A modo de Editorial. Uno de los problemas más complejos que están viviendo los países, bajo la mirada callada y, en muchos casos, indiferente e irresponsable de los gobiernos, es el crecimiento de las personas sin hogar.
Una situación que ya estiman como global muchos especialistas, porque la realidad de la calle ha tomado incontables matices. No es el alcohólico que pernota en la plaza, el hombre que desde niño hizo la calle su morada, ni el desplazado rural que jamás logró adaptarse a la vida urbana.
Son múltiples expresiones de sucesos sociales, que han generado la ruptura de las personas con las estructuras que nos sostienen como individuos: los lazos que unos unen a la familia o a la comunidad, la ruptura con el empleo, la labor o el trabajo y la disolución de los lazos sociales, sean estos geográficos, institucionales, judiciales o migratorios.

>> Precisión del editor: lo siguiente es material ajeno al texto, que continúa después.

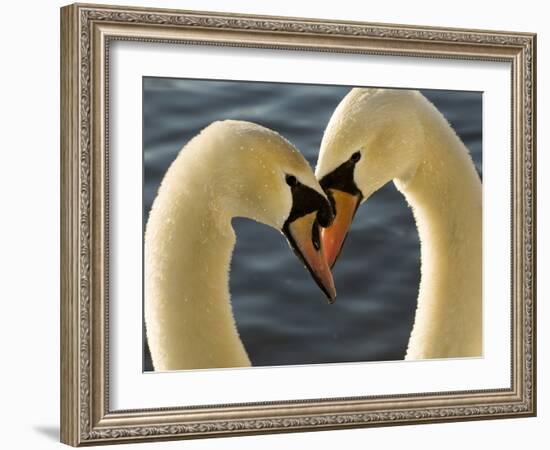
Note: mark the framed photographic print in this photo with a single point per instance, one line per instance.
(275, 224)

Realidades que coexisten y son los palpables rostros de la crisis de la familia, de la situación socioeconómica, de la debilidad institucional del estado y del crecimiento de las organizaciones criminales. Desde 2005, la ONU no ha vuelto a calcular, aun con errores, cuántos pueden ser.
Y lo más complejo aún, lo más definitivamente trágico han sido los abordajes, las aproximaciones, que el estado como garante de los DD.HH. y las autoridades que tienen la obligación de buscar las salidas más apropiadas han hecho.
Desde Tokio hasta Bogotá ha prevalecido la tendencia a promover la toma, el operativo, la intervención policial o militar de los sectores donde suelen hacer vida estos sectores.
Indudablemente, el ciudadano de a pié que vive el quehacer diario de soportar la supervivencia de estos grupos y el zarpazo del delito, siente que gracias a Dios hicieron algo, pero se asombra al ver que los victimarios sólo pasan unas vacaciones en las policías y sus víctimas se desplazan con sus miserias a otros sitios.
Porque al igual que otros graves problemas de la ciudad, como el tránsito, el deterioro de los servicios básicos y demás, priva la esencia de todos los males de la administración pública en los regímenes populistas, sean de derecha o de izquierda o de indeterminado signo, la Improvisación.
No se está preparado para casi nada: Para detener el avance del Zika, no hay abatizadores; para los enfermos de HIV no se calcula el alza de los retrovirales; para el avance de la edad mediana, no se estima cuantos hombres y mujeres requerirán pensiones dignas, entre otras miles de improvisaciones más graves.
Se toma en asalto un sector de la ciudad y Quentin Tarantino siente envidia del despliegue de patrullas, uniformados y autoridades de botas cazadoras y chalecos antibalas. Toda una operación digna de un Oscar, un Globo de Oro o un India Catalina. Pero no se estimó que se hacía con la gente.
La muy bien desarrollada toma generó una crisis humanitaria. Un desplazamiento angustioso, inhumano y con abuso de autoridad. En otras palabras, no se pensó en la gente, en sus derechos mínimos, en su vida.
Y aclaramos que este espacio digital es una tribuna contra todo lo que atente con la vida y los derechos, pero también es un espacio para criticar lo que se pudo hacer mejor, lo que pudo generar un valor más allá de superar lo feo del lugar y mejorar las opciones de la gente.
Atacar la criminalidad es ir más allá de un operativo policial, que también es necesario. Es crear condiciones para que los vulnerables no sean presa del submundo del delito, que puedan recuperar su dignidad personal, restaurar sus lazos familiares y comunitarios o generar otros, capacitarse o trabajar para mejorar su autoconcepto y sentirse útiles para vivir en sociedad.
Queda entonces elevar una reflexión que nos toca a todos: ¿Qué estamos haciendo como ciudadanos por los derechos de los otros? Y qué está haciendo la autoridad legítimamente elegida por los que habitaban el Bronx?